Given the significant global disease burden imposed by CMV, there is a critical need for a comprehensive understanding of CMV infection in children across diverse countries or regions and the implementation of effective preventive strategies. Numerous studies have characterized CMV epidemiology in pediatric populations. However, existing research has mainly focused on cCMV infection or seroprevalence in specific age groups, with limited data on longitudinal trends of CMV shedding and seropositivity across a comprehensive pediatric population at varying risk levels. The COVID-19 pandemic has altered social behaviors and healthcare access, potentially affecting CMV transmission dynamics. To address these gaps, we analyzed CMV infection in 110,477 children in East China, spanning pre-pandemic and pandemic periods.
2. Objectives
The primary objective of this study was to evaluate the prevalence of CMV infection among children by analyzing electronic medical record data.
3. Methods
3.1. Study Population
Between January 2018 and December 2022, children were enrolled based on the following criteria: Individuals under 18 years of age, regardless of symptoms, who underwent testing for CMV DNA or antibodies, including both outpatient and inpatient participants at the Children's Hospital of Zhejiang University School of Medicine. Cases lacking complete demographic or laboratory data were excluded. Participants' ages were stratified into five groups: Under 3 weeks (≤ 3 weeks), 4 weeks to 3 months (4 weeks - 3 months), 3 months to 1 year (3 months - 1 year), 1 to 6 years (1 - 6 years), and over 6 years old (> 6 years). Sample collection aligned with four seasonal periods: Spring (March to May), summer (June to August), autumn (September to November), and winter (December to February), to explore seasonal influences on CMV infection rates.

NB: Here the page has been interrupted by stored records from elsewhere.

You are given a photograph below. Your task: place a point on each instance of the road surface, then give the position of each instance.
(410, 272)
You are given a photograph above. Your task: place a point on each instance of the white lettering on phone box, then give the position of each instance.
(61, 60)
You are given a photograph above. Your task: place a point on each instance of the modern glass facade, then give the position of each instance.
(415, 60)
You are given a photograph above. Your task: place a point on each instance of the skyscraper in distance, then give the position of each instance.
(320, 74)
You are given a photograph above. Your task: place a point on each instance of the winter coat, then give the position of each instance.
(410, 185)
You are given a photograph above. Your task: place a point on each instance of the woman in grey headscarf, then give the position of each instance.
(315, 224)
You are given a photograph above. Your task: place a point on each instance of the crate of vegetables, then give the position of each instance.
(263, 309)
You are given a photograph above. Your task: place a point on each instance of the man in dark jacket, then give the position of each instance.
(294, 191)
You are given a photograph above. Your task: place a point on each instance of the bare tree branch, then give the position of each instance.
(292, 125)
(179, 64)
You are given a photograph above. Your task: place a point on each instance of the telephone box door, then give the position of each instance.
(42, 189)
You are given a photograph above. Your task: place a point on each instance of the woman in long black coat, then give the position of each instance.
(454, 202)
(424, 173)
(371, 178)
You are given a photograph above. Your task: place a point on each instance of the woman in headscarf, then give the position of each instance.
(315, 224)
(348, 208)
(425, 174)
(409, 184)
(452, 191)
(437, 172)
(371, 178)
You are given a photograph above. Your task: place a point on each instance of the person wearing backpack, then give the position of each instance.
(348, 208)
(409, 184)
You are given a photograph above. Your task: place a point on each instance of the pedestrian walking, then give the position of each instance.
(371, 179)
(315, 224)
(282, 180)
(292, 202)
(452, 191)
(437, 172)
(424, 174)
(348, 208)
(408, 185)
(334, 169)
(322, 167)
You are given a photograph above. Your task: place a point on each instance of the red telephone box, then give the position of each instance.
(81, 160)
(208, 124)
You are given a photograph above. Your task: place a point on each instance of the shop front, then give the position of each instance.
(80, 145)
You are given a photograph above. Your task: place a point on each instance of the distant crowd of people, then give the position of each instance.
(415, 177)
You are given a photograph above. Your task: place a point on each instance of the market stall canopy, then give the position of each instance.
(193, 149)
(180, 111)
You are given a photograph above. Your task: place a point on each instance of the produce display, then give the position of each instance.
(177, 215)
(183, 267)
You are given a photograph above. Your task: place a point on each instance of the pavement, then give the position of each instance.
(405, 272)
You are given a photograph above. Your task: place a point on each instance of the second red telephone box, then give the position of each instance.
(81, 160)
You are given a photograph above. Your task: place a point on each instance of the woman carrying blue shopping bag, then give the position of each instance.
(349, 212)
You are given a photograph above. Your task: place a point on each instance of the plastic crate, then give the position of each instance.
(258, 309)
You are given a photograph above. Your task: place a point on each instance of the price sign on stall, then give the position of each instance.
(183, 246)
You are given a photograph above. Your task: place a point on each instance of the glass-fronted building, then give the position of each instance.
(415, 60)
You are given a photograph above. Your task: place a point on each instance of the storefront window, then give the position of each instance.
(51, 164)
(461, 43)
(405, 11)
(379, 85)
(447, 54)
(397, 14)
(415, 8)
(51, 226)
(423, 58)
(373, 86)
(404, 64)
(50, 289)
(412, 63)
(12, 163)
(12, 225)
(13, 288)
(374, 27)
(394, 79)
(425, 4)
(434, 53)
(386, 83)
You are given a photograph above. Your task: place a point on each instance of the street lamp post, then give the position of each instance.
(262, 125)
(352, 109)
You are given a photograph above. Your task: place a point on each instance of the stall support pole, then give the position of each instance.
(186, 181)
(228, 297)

3.2. Data Collection and Cytomegalovirus DNA Tests
DNA was extracted from fresh urine samples using commercial kits (Sansure Biotech Inc., China) according to the manufacturer's instructions. DNA samples were added to a PCR mixture containing PCR buffer, MgCl2, dNTPs, and Taq polymerase. Real-time fluorescent quantitative PCR was conducted on the ABI7500 instrument (ABI, USA) under the following conditions: 50°C for 2 minutes, 94°C for 10 minutes, followed by 45 cycles of 15 seconds at 94°C and 30 seconds at 57°C. Samples with ≥ 400 copies/mL of CMV DNA were considered positive. Patients with multiple tests and at least one positive result were designated as CMV-positive from the date of their first positive test.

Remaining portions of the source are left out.